In a trusting relationship, words match behaviors.
One extremely important element of an intimate relationship is trust.
What is trust?
Trust grows over time and can’t be rushed or faked. Trust is about being able to rely on your partner for a sense of constancy and consistency in words and behavior. Basically, if you want a trusting relationship, the words that are spoken should match your behavior. That is how you know that your partner is truthful as well as consistent in what they are saying and doing. Otherwise, you are experiencing unreliable love.
We lose trust in our partner or in the people that we relate to in our family and friendships when we find out that we can’t rely on the individual for consistency – again, behavior and actions that match the words.
Maybe they make promises that they don’t keep. Maybe they keep you guessing in terms of what they’re going to do next. Maybe in a social dynamic, they set everyone else on edge by being unpredictable and chaotic in how they speak and emote.
Throwing people off guard and keeping everyone guessing are ways to lower trust in a relationship. If a person can’t be relied upon, we are less likely to ask them for help or support.
Tactics Controlling People Use:
They thrive on this dynamic because it makes them feel powerful to always have the upper hand and worm their way out of responsibility.
People who are controlling use vagueness as a means of keeping other people guessing. They can surprise you and pull the rug out from under you in any activity at any time. The effect is that it makes regular people feel nervous and unsure. We soon become the proverbial shadow boxer, always preparing for the controlling person to pull another string and throw us off-guard. Pretty soon low self-esteem follows as a result. The controlling person becomes even more controlling because that’s what they get off on.
Let’s talk more about controlling people and trust as it has to do with words, behavior, and actions. If we say exactly what we are going to do and then do it, the people with whom we are relating in our daily life can come to expect patterns in our behavior. However, a controlling person may not want to be tied to any commitments. They don’t want to be beholden to expectations from others.

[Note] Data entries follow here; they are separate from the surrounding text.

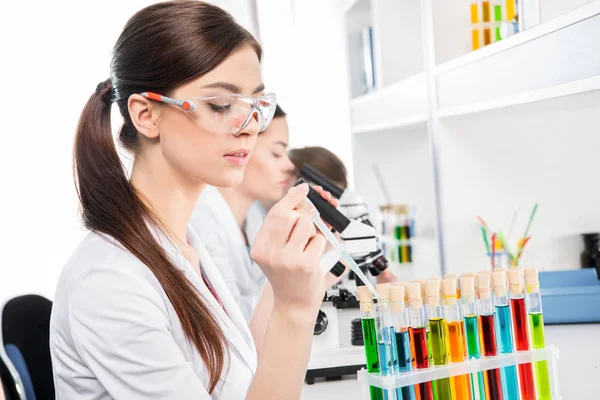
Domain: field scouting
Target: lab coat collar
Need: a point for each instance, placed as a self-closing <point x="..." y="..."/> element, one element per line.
<point x="229" y="316"/>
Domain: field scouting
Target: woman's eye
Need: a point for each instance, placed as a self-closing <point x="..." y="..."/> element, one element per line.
<point x="219" y="108"/>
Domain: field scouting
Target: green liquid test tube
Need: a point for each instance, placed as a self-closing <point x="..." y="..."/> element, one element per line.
<point x="369" y="327"/>
<point x="536" y="325"/>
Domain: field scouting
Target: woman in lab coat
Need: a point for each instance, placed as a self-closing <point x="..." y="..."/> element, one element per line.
<point x="226" y="219"/>
<point x="141" y="311"/>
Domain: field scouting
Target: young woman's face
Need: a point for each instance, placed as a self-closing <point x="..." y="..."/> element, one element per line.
<point x="191" y="144"/>
<point x="268" y="173"/>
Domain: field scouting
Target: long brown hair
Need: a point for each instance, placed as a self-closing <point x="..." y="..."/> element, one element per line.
<point x="161" y="47"/>
<point x="323" y="161"/>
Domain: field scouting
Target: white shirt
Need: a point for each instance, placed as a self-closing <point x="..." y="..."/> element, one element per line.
<point x="115" y="334"/>
<point x="218" y="230"/>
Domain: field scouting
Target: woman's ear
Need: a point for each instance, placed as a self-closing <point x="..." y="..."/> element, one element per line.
<point x="142" y="112"/>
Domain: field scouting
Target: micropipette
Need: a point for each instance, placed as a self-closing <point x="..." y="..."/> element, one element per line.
<point x="340" y="249"/>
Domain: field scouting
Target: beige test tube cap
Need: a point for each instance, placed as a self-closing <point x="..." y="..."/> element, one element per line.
<point x="397" y="293"/>
<point x="515" y="280"/>
<point x="414" y="295"/>
<point x="499" y="282"/>
<point x="449" y="290"/>
<point x="364" y="294"/>
<point x="483" y="286"/>
<point x="467" y="288"/>
<point x="383" y="290"/>
<point x="532" y="283"/>
<point x="432" y="292"/>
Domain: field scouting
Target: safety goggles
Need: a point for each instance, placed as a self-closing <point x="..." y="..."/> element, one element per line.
<point x="230" y="113"/>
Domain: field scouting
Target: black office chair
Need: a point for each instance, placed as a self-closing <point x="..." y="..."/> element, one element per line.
<point x="11" y="382"/>
<point x="26" y="337"/>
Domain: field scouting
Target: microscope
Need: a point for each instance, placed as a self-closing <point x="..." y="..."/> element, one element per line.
<point x="337" y="344"/>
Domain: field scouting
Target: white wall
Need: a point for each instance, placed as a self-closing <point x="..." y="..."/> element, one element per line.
<point x="543" y="152"/>
<point x="453" y="23"/>
<point x="403" y="157"/>
<point x="305" y="64"/>
<point x="54" y="53"/>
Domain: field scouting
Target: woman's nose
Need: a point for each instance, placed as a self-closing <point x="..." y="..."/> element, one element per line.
<point x="247" y="125"/>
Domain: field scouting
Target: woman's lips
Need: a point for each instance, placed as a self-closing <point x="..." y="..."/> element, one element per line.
<point x="239" y="157"/>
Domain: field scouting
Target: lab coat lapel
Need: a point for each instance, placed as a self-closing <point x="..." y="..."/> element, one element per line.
<point x="236" y="329"/>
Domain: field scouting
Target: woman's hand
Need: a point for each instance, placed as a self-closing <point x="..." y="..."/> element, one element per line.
<point x="288" y="249"/>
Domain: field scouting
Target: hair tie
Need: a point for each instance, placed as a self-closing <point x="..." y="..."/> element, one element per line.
<point x="105" y="90"/>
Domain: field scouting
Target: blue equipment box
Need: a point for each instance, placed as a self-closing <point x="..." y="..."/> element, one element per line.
<point x="571" y="296"/>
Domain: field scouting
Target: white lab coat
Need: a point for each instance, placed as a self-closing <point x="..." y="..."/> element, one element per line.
<point x="115" y="334"/>
<point x="218" y="230"/>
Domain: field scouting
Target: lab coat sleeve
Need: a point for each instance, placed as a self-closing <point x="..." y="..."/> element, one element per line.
<point x="121" y="329"/>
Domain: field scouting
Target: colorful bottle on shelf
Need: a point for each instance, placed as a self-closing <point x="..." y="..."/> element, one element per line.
<point x="386" y="339"/>
<point x="419" y="330"/>
<point x="370" y="328"/>
<point x="470" y="312"/>
<point x="519" y="315"/>
<point x="536" y="325"/>
<point x="460" y="385"/>
<point x="488" y="330"/>
<point x="400" y="323"/>
<point x="475" y="25"/>
<point x="437" y="327"/>
<point x="486" y="17"/>
<point x="510" y="382"/>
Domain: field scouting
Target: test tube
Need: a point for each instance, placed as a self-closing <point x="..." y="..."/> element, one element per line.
<point x="386" y="340"/>
<point x="505" y="335"/>
<point x="488" y="330"/>
<point x="419" y="331"/>
<point x="536" y="324"/>
<point x="517" y="302"/>
<point x="437" y="327"/>
<point x="461" y="385"/>
<point x="369" y="326"/>
<point x="401" y="334"/>
<point x="470" y="312"/>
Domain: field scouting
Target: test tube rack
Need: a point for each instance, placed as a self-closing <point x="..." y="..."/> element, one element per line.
<point x="416" y="376"/>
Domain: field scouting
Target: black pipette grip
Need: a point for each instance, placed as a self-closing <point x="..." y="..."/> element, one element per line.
<point x="310" y="174"/>
<point x="328" y="212"/>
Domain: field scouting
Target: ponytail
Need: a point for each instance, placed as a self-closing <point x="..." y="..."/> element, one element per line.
<point x="110" y="205"/>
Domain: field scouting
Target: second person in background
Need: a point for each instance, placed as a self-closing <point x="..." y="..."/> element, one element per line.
<point x="329" y="165"/>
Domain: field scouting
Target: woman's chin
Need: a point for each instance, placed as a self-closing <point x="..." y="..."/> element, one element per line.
<point x="227" y="179"/>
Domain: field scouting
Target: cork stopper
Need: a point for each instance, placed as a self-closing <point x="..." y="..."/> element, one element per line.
<point x="499" y="282"/>
<point x="364" y="294"/>
<point x="483" y="285"/>
<point x="414" y="295"/>
<point x="532" y="283"/>
<point x="515" y="280"/>
<point x="432" y="292"/>
<point x="421" y="283"/>
<point x="449" y="291"/>
<point x="467" y="287"/>
<point x="397" y="292"/>
<point x="397" y="296"/>
<point x="405" y="284"/>
<point x="383" y="290"/>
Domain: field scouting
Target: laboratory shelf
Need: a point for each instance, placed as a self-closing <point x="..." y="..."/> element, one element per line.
<point x="400" y="105"/>
<point x="554" y="59"/>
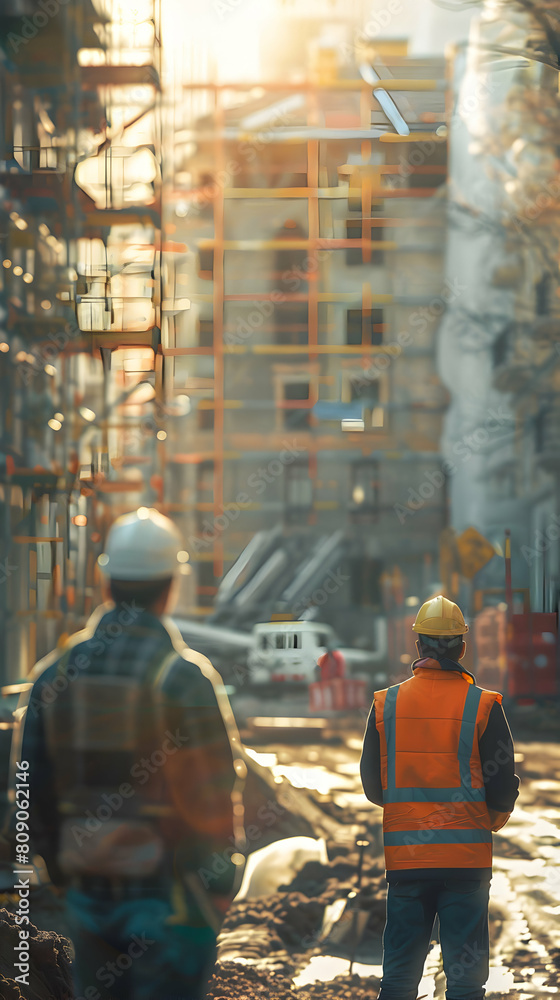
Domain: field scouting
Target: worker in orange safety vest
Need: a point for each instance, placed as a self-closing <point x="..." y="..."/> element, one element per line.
<point x="438" y="757"/>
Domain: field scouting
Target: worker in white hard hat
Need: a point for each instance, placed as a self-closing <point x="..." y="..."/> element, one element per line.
<point x="438" y="758"/>
<point x="134" y="770"/>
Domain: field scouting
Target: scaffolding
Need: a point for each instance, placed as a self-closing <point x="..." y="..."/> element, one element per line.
<point x="321" y="155"/>
<point x="80" y="165"/>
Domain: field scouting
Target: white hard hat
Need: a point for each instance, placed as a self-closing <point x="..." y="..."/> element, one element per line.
<point x="143" y="545"/>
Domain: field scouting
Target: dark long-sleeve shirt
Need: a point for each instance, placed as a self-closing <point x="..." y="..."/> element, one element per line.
<point x="500" y="782"/>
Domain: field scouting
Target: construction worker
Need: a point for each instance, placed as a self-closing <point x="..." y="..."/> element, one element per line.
<point x="134" y="767"/>
<point x="438" y="757"/>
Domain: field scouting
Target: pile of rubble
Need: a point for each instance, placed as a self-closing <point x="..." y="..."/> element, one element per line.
<point x="267" y="940"/>
<point x="49" y="963"/>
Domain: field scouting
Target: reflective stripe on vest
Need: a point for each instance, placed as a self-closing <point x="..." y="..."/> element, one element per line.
<point x="426" y="825"/>
<point x="466" y="738"/>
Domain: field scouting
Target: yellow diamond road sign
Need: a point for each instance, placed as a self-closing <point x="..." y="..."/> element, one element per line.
<point x="474" y="552"/>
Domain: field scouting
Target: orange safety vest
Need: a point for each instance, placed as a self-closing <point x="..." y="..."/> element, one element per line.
<point x="434" y="804"/>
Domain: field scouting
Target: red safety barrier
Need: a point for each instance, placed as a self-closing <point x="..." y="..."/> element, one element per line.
<point x="338" y="694"/>
<point x="532" y="655"/>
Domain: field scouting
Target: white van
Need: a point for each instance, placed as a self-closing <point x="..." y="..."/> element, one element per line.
<point x="287" y="652"/>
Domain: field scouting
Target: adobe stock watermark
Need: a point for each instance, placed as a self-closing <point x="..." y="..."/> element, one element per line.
<point x="258" y="482"/>
<point x="420" y="320"/>
<point x="268" y="814"/>
<point x="31" y="25"/>
<point x="293" y="279"/>
<point x="465" y="449"/>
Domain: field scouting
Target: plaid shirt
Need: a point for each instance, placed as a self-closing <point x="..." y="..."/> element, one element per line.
<point x="126" y="641"/>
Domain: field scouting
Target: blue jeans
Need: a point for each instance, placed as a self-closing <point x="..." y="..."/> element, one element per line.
<point x="462" y="907"/>
<point x="126" y="949"/>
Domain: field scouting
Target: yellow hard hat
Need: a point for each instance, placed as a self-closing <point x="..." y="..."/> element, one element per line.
<point x="440" y="617"/>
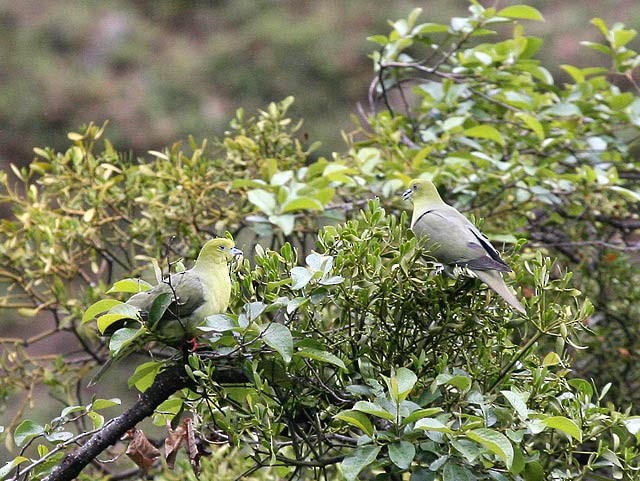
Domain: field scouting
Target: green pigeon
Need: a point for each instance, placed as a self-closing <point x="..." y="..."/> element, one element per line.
<point x="454" y="241"/>
<point x="188" y="297"/>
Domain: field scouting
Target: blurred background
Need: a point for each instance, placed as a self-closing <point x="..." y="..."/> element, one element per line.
<point x="163" y="69"/>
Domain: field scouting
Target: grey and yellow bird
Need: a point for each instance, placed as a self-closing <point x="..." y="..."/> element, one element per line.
<point x="190" y="297"/>
<point x="454" y="241"/>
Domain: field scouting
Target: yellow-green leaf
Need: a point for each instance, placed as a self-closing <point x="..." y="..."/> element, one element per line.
<point x="357" y="419"/>
<point x="533" y="124"/>
<point x="565" y="425"/>
<point x="521" y="11"/>
<point x="98" y="308"/>
<point x="130" y="285"/>
<point x="495" y="442"/>
<point x="485" y="132"/>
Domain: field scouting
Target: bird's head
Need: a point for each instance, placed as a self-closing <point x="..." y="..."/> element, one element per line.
<point x="219" y="250"/>
<point x="421" y="191"/>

This is why controlling people tend toward dodgy behavior. If they can keep people thrown off balance in how they relate, then they will always have contextual wiggle room to slip out of a commitment at the last minute if so desired. Truth be told, it’s easier to control people when they feel uncertain around us. Controlling people know how to put other people on the defensive. In this way, they will always have the advantage in any social dynamic or as far as personal commitments go.